I would not have thought that a spreadsheet could organize my entire life. I’m lucky I heard about Airtable before I started using it. The descriptions reminded me of FileMakerPro, a Mac product that dates all the way back to the 80’s. It allowed you to build a set of relational databases that could instruct a computer to take care of almost any task that could be automated – schedule, correspondence, bookkeeping, notes, and maybe even person-to-person communication. The problem was that it was hard to build, and the secondary market of builders was expensive. FileMakerPro reached maturity in the 90’s when Macs weren’t doing very well and it could only be run on a Mac.

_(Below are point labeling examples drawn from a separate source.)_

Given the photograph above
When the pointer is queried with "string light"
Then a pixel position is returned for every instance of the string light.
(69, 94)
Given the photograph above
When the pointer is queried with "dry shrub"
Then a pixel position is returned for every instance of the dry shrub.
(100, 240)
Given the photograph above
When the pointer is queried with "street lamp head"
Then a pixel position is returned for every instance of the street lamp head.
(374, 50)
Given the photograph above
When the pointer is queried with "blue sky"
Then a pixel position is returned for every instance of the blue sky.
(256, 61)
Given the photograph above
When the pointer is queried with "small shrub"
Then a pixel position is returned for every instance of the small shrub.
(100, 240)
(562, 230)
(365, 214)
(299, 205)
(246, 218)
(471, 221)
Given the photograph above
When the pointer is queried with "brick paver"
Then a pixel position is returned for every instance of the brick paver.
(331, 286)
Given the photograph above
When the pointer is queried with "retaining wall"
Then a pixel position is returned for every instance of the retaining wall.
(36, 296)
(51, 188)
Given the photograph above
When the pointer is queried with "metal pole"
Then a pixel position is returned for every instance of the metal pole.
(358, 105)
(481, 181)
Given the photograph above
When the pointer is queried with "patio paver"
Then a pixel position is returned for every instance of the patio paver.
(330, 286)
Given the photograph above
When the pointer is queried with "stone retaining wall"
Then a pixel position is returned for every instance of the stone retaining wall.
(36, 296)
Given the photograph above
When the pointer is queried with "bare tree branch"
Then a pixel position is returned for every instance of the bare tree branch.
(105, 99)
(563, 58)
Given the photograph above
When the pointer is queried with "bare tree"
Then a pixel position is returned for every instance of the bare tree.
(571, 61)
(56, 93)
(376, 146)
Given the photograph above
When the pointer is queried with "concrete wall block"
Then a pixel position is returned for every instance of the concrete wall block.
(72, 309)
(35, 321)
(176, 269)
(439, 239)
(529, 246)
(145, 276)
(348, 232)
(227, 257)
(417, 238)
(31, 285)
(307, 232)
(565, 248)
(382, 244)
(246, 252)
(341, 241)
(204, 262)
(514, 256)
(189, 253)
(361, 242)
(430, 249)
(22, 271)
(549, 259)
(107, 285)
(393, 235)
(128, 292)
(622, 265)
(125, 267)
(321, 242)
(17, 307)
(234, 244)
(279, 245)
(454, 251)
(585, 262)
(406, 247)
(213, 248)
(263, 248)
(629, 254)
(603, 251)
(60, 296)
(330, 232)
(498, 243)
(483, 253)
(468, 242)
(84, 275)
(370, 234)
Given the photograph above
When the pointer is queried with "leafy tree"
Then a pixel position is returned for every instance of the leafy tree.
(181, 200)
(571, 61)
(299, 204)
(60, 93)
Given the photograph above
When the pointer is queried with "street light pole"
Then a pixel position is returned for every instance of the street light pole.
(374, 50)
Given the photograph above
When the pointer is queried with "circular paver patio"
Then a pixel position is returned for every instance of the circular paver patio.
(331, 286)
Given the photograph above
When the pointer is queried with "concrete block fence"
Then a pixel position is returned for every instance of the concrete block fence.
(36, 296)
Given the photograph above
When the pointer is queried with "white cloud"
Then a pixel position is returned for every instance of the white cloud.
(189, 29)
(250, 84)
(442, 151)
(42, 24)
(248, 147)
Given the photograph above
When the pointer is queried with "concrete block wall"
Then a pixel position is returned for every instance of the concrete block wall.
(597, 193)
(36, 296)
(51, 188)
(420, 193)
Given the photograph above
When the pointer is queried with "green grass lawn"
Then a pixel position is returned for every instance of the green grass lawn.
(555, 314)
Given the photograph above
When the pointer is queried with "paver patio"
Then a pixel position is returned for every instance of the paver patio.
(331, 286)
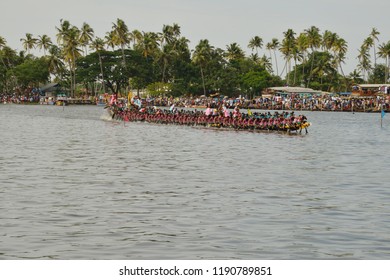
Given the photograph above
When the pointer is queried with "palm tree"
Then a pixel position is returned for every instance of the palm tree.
(121, 36)
(136, 37)
(234, 51)
(374, 36)
(29, 42)
(68, 37)
(274, 44)
(149, 43)
(255, 43)
(3, 43)
(266, 63)
(384, 52)
(110, 39)
(44, 42)
(355, 77)
(55, 64)
(340, 48)
(86, 36)
(364, 60)
(314, 41)
(201, 57)
(63, 30)
(302, 46)
(98, 45)
(287, 49)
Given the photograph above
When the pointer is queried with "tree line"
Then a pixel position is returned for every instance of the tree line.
(163, 64)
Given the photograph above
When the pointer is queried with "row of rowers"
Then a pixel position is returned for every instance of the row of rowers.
(233, 119)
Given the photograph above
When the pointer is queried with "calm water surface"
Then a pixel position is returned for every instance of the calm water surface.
(76, 186)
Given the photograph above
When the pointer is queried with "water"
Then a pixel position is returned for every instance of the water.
(76, 186)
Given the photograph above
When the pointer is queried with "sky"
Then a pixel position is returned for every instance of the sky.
(222, 22)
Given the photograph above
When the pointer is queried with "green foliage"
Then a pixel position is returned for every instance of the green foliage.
(159, 89)
(378, 74)
(32, 72)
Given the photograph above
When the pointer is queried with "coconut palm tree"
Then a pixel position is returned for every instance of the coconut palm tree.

Airtable reminds me of FileMaker because it is a platform, a tool that builds tools. By starting with a spreadsheet work environment, Airtable simply allows for the inflow, organization, and presentation of a limitless amount of data. It is cross-platform and updates in real-time. There is no ‘syncing.’ Once you move up to the premium subscription service, you have access to a community of development (the builders) who can provide you with an airtable environment that is tailored to your specific need, from a grocery list to a group of “bases” (Airtable’s name for each spreadsheet) that can run a business.

But the community is not just offering designs. It is also providing ‘blocks’ which are essentially apps that integrate seamlessly with any part of your base. What do blocks do? There is one that provides SMS chat, so all the conversations are literally attached to the subject/project. No need to open a slack channel. There are the usual suspects, including maps, charts, calendars and translation. The point is that being able to drag and drop these functions into different parts of your database allows for infinite customization by anyone.

There is a learning curve, and that’s part of the allure. The very concept of this kind of tool takes a minute to get your head around. You don’t conform your particular workflow to an existing productivity tool. Instead, you change your way of thinking by asking: if I could accomplish this endeavor in any manner (short of just snapping my fingers), how would I want to get this done? That’s a pretty liberating way to start a big project.

With Airtable you have one place for all the data, with relational communication and automation. The community provides templates (even for non-paying customers) to get you started, but the best thing to do is start playing around with it yourself. If you’ve ever had the thought, “there is a better way for this productivity software to work,” Airtable gives you the tools to make it happen.